There may be no single answer to whether polygenic scores are helpful or harmful – there will probably be differences depending on the medical condition involved and how easy it is to take any relevant preventive measures.

But Folkersen predicts that wider use of polygenic scores is on the way, regardless of any concerns now being raised. If health services don’t adopt them for official screening programmes, then private firms such as his will fill the gap. “People are very curious about themselves. Academics will discuss back and forth whether we should or should not have it, but what decides it is what normal people want,” he says. “It’s happening.”

Gene screening for embryos

Using polygenic scores for adults is controversial enough (see main story), but some US firms are offering the technology to people having in vitro fertilisation fertility treatment. With standard IVF, several embryos are usually created, so doctors need to choose which ones to use. They tend to pick one or two that look the healthiest. However, doctors acknowledge it is a subjective process.
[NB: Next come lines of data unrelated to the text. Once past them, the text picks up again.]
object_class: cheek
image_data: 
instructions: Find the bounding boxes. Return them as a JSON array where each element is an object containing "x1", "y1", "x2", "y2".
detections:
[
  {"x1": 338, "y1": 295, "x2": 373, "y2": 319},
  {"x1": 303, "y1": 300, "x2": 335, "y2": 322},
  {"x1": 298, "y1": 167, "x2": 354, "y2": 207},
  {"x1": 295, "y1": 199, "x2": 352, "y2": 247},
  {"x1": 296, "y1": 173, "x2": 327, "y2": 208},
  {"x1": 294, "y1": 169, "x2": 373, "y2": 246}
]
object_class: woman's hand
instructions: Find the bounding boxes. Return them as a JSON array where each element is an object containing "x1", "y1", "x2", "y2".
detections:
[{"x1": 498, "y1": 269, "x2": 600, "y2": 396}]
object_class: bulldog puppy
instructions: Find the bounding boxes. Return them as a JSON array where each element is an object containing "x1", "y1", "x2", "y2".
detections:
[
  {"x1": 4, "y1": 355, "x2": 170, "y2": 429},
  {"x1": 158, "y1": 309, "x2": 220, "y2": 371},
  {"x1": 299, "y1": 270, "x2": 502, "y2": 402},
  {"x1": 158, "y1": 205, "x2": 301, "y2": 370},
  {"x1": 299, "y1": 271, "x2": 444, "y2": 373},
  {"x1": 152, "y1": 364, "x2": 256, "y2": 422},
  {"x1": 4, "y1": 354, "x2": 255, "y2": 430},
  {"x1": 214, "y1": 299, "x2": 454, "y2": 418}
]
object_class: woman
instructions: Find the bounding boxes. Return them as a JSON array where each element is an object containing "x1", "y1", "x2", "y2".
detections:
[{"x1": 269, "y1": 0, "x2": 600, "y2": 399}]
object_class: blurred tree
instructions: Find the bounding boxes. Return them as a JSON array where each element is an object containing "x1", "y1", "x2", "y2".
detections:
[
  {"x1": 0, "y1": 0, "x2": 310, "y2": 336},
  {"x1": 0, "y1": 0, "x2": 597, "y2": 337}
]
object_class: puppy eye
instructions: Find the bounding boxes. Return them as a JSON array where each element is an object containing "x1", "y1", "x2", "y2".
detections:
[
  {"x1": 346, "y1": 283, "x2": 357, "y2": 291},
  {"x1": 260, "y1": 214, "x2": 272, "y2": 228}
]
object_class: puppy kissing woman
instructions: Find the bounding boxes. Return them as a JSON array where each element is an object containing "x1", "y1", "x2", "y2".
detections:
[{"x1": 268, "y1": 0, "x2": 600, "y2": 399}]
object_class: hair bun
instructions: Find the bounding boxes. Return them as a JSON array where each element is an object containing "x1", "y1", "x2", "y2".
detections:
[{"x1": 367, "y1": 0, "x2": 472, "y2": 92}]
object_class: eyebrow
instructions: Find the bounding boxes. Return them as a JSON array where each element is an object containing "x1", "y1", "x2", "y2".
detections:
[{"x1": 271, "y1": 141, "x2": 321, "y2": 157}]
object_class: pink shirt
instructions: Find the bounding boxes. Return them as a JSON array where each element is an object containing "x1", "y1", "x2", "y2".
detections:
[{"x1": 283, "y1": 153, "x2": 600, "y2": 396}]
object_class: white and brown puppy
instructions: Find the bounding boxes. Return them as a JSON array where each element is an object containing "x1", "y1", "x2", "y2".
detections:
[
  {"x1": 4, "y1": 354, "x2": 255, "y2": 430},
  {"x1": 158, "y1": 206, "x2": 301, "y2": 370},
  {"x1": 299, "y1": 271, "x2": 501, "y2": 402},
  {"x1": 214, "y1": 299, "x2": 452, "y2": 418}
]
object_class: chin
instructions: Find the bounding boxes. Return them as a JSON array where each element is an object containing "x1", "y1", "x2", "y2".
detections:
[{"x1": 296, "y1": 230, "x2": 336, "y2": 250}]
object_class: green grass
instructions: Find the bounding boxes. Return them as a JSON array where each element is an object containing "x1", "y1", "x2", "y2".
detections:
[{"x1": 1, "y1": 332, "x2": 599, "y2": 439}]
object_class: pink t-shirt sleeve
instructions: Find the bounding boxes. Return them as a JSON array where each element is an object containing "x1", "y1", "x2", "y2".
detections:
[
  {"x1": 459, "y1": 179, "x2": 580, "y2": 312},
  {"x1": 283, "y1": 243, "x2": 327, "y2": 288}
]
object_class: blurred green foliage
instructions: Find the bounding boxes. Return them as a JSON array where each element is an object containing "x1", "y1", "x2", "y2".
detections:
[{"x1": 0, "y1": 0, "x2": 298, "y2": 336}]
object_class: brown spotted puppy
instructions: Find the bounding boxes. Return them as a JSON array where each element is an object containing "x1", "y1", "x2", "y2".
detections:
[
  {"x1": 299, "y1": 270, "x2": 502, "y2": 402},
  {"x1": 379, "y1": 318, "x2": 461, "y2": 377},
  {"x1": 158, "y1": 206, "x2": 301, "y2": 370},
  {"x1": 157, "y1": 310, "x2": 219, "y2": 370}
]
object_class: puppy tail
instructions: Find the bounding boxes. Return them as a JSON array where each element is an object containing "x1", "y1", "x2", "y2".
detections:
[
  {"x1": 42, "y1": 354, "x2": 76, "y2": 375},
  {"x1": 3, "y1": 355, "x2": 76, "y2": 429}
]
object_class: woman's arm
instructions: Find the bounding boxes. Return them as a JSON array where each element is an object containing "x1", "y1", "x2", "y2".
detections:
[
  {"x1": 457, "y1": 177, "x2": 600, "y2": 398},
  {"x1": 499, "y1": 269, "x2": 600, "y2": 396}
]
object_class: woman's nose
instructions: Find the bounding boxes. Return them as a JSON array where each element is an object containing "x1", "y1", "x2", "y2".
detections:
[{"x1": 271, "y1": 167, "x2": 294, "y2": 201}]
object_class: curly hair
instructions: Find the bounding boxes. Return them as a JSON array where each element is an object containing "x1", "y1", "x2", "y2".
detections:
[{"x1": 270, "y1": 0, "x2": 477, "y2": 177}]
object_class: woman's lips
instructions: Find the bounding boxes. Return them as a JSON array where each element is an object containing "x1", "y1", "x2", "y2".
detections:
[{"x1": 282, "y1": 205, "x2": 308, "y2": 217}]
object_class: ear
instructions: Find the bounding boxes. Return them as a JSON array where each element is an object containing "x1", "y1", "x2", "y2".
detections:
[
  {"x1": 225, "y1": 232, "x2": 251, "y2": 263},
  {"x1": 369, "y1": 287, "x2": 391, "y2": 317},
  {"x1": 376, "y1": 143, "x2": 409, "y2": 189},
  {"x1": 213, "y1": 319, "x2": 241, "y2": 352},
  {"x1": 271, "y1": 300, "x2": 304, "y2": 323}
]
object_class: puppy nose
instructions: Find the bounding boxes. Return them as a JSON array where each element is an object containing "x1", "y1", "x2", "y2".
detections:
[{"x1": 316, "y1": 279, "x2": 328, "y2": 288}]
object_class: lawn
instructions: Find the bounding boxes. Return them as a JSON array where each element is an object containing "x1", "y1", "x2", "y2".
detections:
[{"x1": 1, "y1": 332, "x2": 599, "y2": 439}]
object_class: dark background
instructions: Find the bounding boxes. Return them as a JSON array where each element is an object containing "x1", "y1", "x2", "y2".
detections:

Instead, some firms, including one called Genomic Prediction, carry out polygenic screening on the embryos to see which has the lowest risk of certain medical conditions. In 2020, the first known child was born after use of this method. The researchers selected the embryo due to its lower risk of heart disease, cancer and some other medical conditions.

And one family was recently reported as having used Genomic Prediction’s raw data to analyse their embryos for a multitude of other characteristics, including traits such as low mood, mood swings and attention-deficit hyperactivity disorder (ADHD). The parents, Simone and Malcolm Collins, told Insider: “We’re trying to give our kids the best shot in life.”

Critics say the wider use of such tests could lead to a two-tier society, and they also caution that we don’t yet know the full impact of selecting for some genetic traits over others. For instance, people at lower risk of some medical conditions could be at higher risk of others. Then there is the question of whether children have a right to know if they were conceived using such a process.